ALISON STEWART, PBS NEWSHOUR WEEKEND ANCHOR: The only cabinet level Trump appointees confirmed by the U.S. Senate so far are Defense Secretary James Mattis and Homeland Security Secretary John Kelly, both former Marine Corps generals. Also on the job is Trump national security adviser, Michael Flynn, who did not require confirmation. But many vacancies in the administration’s national security team remain.
Joining me now from Washington to discuss it is “Politico” correspondent Michael Crowley.
Michael, so President Trump visited the CIA today and he was very complimentary. But as we know through most of the transition, he’s basically derided the agency.
So, how does that relationship moved forward and what should be looking for — looking at as it moves forward?
MICHAEL CROWLEY, POLITICO: Well, I think as Trump himself said at the CIA today, he’s going to have his own director. His nominee is Mike Pompeo, who’s a Republican congressman. Now, Democrats are putting up a little more of a fight that had been expected a couple of days ago. It’s not guaranteed that Pompeo is going to go through.
But I think the Trump team’s view is that the heads of the intelligence community at the top levels were Obama appointees and at the CIA, you have John Brennan, who has already resigned, and also, likewise, the Director of National Intelligence Jim Clapper has also resigned. And I think there was, you know, not a good relationship between Trump and either of those men. So, he’s going to have Pompeo coming in at the CIA, and probably former Republican Senator Dan Coats coming as Director of National Intelligence.
And I think the hope on his team is that that will be a fresh start. You won’t have, you know, kind of mistrust — you know, a poisoned well that you might have with those guys who are on their way out.
But the last thing I’ll say about that is I don’t think that solves the problem. I mean, among the rank and file, I think there’s a lot of confusion, distrust and even anger at the way Trump has talked about the intelligence community the last several weeks. So, just changing the leadership isn’t going to solve the problem. And I don’t know how he fixes it.
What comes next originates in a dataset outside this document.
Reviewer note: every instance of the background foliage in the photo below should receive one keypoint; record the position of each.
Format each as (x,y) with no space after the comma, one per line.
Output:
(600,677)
It’s really going to depend on I think whether he takes their advice, seems to take them seriously, listens to them, and whether his new senior leadership can kind of repair the relationship moving downward.
ALISON STEWART: So far, what has Mr. Trump signaled as his national security priorities?
MICHAEL CROWLEY: Well, I think that he has made clear that possibly, his top priority — I mean, he — you know, make America great again, of course. And as he said in his inaugural speech, “America first”. So, he is saying that he wants to reorient our foreign policy in a way that — you know, the way I hear it — spends less money and blood and treasure overseas defending allies, building out the militaries of our allies so they can protect themselves. It’s a little bit more of you’re on your own attitude toward our global alliances, including the NATO alliance, for instance. That has left our allies very unsettled.
I think when you kind of get in to policy issues, really, fighting ISIS and Islamic radicalism are at the top of his list. He seems to think that there’s almost nothing that’s worth using our military in diplomacy for beyond crushing ISIS and crushing it’s, you know, kind of similar organizations like al Qaeda. But he has not really spelled out in policy terms how that would work, what he would do that’s so different from the Obama administration.
Last thing very quickly, of course, he’s made clear that he wants to have a new relationship with Russia, which is going to be a very tricky and controversial thing to do, given the cloud, frankly, over his inauguration related to reports that Russia interfered in the U.S. election to Trump’s benefit.
ALISON STEWART: Michael Crowley from “POLITICO” — thanks so much.
MICHAEL CROWLEY: Thanks for having me.